Friday, May 15, 2009

A bit more on Sonic Youth

Of course, even as I was writing, numerous arguments contra k-punk's attacks on Sonic Youth came to mind (several of which are better articulated here and here). I could have gone on and on, but I soon realized it wasn't Sonic Youth that was the issue. I am suspicious of the narrative of progress, in art as much as in society generally, so there's no particular need to worry about innovation, as such. Though the question of the need for a work to exist is something else entirely.
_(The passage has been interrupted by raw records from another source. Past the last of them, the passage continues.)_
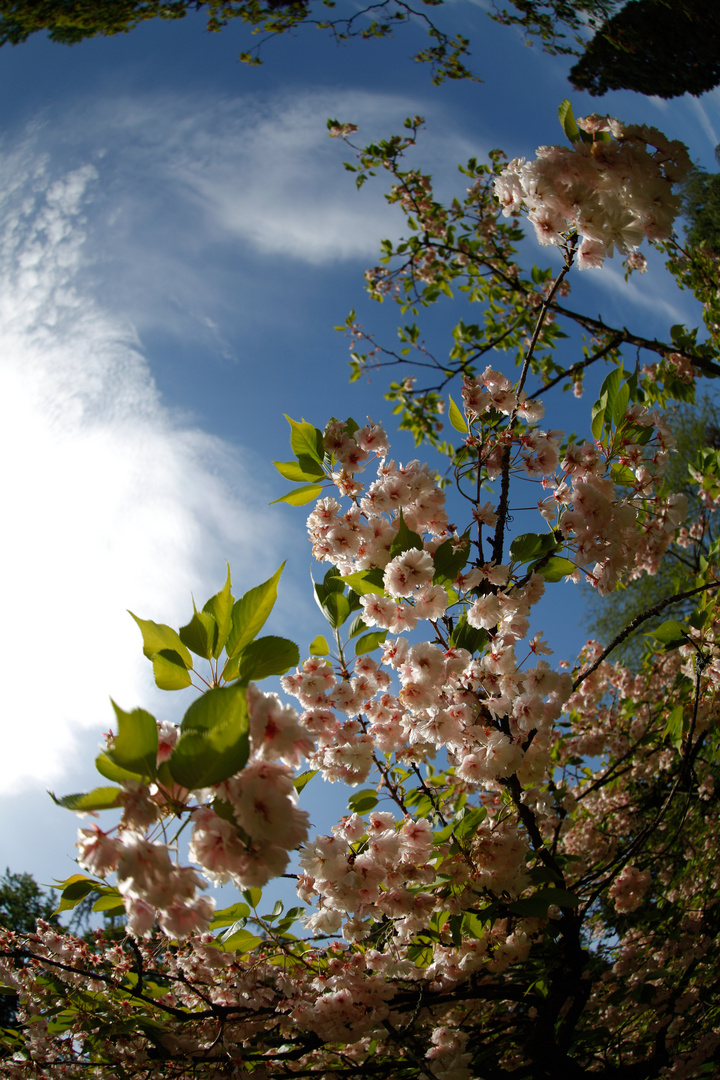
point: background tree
(22, 903)
(69, 22)
(664, 48)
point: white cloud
(109, 501)
(110, 214)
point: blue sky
(177, 239)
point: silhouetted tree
(663, 48)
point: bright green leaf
(100, 798)
(250, 613)
(266, 657)
(214, 741)
(226, 916)
(303, 779)
(318, 647)
(220, 607)
(200, 634)
(135, 746)
(336, 609)
(299, 496)
(241, 941)
(531, 545)
(457, 419)
(556, 568)
(158, 636)
(405, 539)
(306, 441)
(300, 471)
(366, 581)
(170, 672)
(362, 801)
(369, 642)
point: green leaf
(450, 558)
(464, 636)
(241, 941)
(369, 642)
(110, 903)
(220, 608)
(405, 539)
(108, 769)
(135, 746)
(457, 419)
(556, 568)
(674, 727)
(200, 634)
(303, 779)
(267, 656)
(532, 545)
(470, 821)
(299, 496)
(620, 404)
(214, 742)
(250, 613)
(362, 801)
(622, 475)
(306, 440)
(537, 906)
(318, 647)
(304, 469)
(100, 798)
(226, 916)
(568, 121)
(330, 583)
(366, 581)
(158, 636)
(597, 417)
(75, 889)
(170, 672)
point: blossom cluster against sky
(177, 239)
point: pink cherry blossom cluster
(611, 192)
(247, 844)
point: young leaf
(135, 746)
(250, 613)
(299, 496)
(100, 798)
(556, 568)
(170, 672)
(405, 539)
(303, 779)
(531, 545)
(300, 471)
(241, 941)
(457, 419)
(214, 740)
(266, 657)
(450, 558)
(365, 581)
(336, 609)
(108, 769)
(362, 801)
(318, 647)
(369, 642)
(227, 916)
(220, 608)
(158, 636)
(200, 634)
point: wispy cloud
(109, 500)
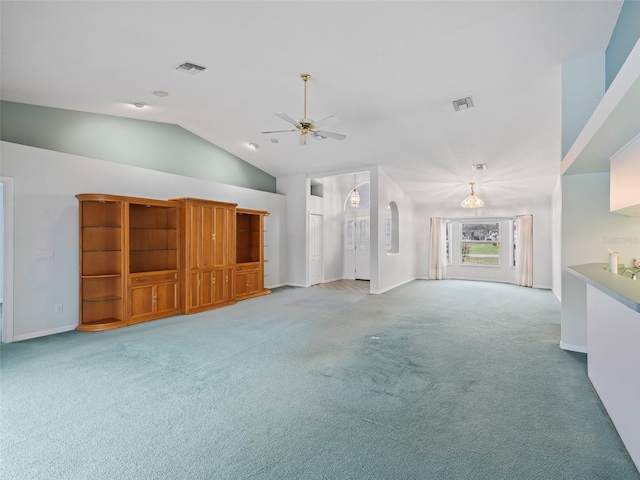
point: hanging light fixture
(472, 201)
(354, 196)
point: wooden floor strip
(352, 286)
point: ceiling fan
(306, 126)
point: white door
(357, 249)
(315, 249)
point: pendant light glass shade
(472, 201)
(354, 196)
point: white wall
(295, 189)
(625, 186)
(539, 207)
(390, 271)
(588, 231)
(1, 240)
(46, 219)
(556, 240)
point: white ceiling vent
(191, 68)
(463, 104)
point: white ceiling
(388, 70)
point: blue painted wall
(156, 146)
(624, 37)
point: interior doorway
(315, 249)
(6, 258)
(357, 254)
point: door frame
(7, 257)
(310, 239)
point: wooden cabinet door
(207, 288)
(253, 282)
(166, 298)
(221, 227)
(193, 224)
(194, 289)
(223, 285)
(208, 236)
(141, 302)
(241, 284)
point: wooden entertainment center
(143, 259)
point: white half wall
(539, 207)
(46, 219)
(391, 270)
(589, 229)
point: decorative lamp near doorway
(354, 196)
(472, 201)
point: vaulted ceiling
(388, 71)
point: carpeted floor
(433, 380)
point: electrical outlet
(43, 255)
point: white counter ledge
(613, 348)
(620, 288)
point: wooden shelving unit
(249, 275)
(207, 232)
(101, 263)
(143, 259)
(128, 260)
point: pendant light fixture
(354, 196)
(472, 201)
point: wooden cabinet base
(103, 324)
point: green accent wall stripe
(153, 145)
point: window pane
(480, 253)
(480, 243)
(481, 231)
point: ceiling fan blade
(336, 136)
(281, 131)
(330, 120)
(287, 118)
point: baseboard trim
(573, 348)
(327, 280)
(43, 333)
(378, 292)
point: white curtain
(524, 250)
(437, 253)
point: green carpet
(433, 380)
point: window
(393, 229)
(480, 243)
(514, 235)
(447, 242)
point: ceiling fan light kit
(306, 126)
(472, 201)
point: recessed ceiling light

But now for a little defense of Sonic Youth of my own. In the context of commercial music under capitalism, with its institutional disdain for the things people care about, for families and communities, with co-optation ongoing and inevitable--given this context, isn't much of what Sonic Youth does exactly the kind of thing we need? For one thing, of course, they actually play music. They are not just spectators, as so many of us are (myself especially). And they are a cohesive unit and a family. They pay due respect to a certain tradition, one that matters to them, and are generous with younger musicians and artists. Isn't the Left supposed to value such common efforts and communal activity? Isn't expecting "culture" to somehow transcend itself and deliver the future a bit much to ask of it, on its own? Though I maintain, contrary to the dismissals of the recent discussion, that the band has been on a remarkable late career run, it's nevertheless true that it can easily be charged that the world does not need another Sonic Youth record. But, frankly, we don't need any more records of any kind. But the world does need music. If recording music became a technological impossibility (as it seems to me it eventually will, optimist that I am), I feel confident that Sonic Youth would find some way to make a worthy racket and continue to enable others to do the same. I say good for them.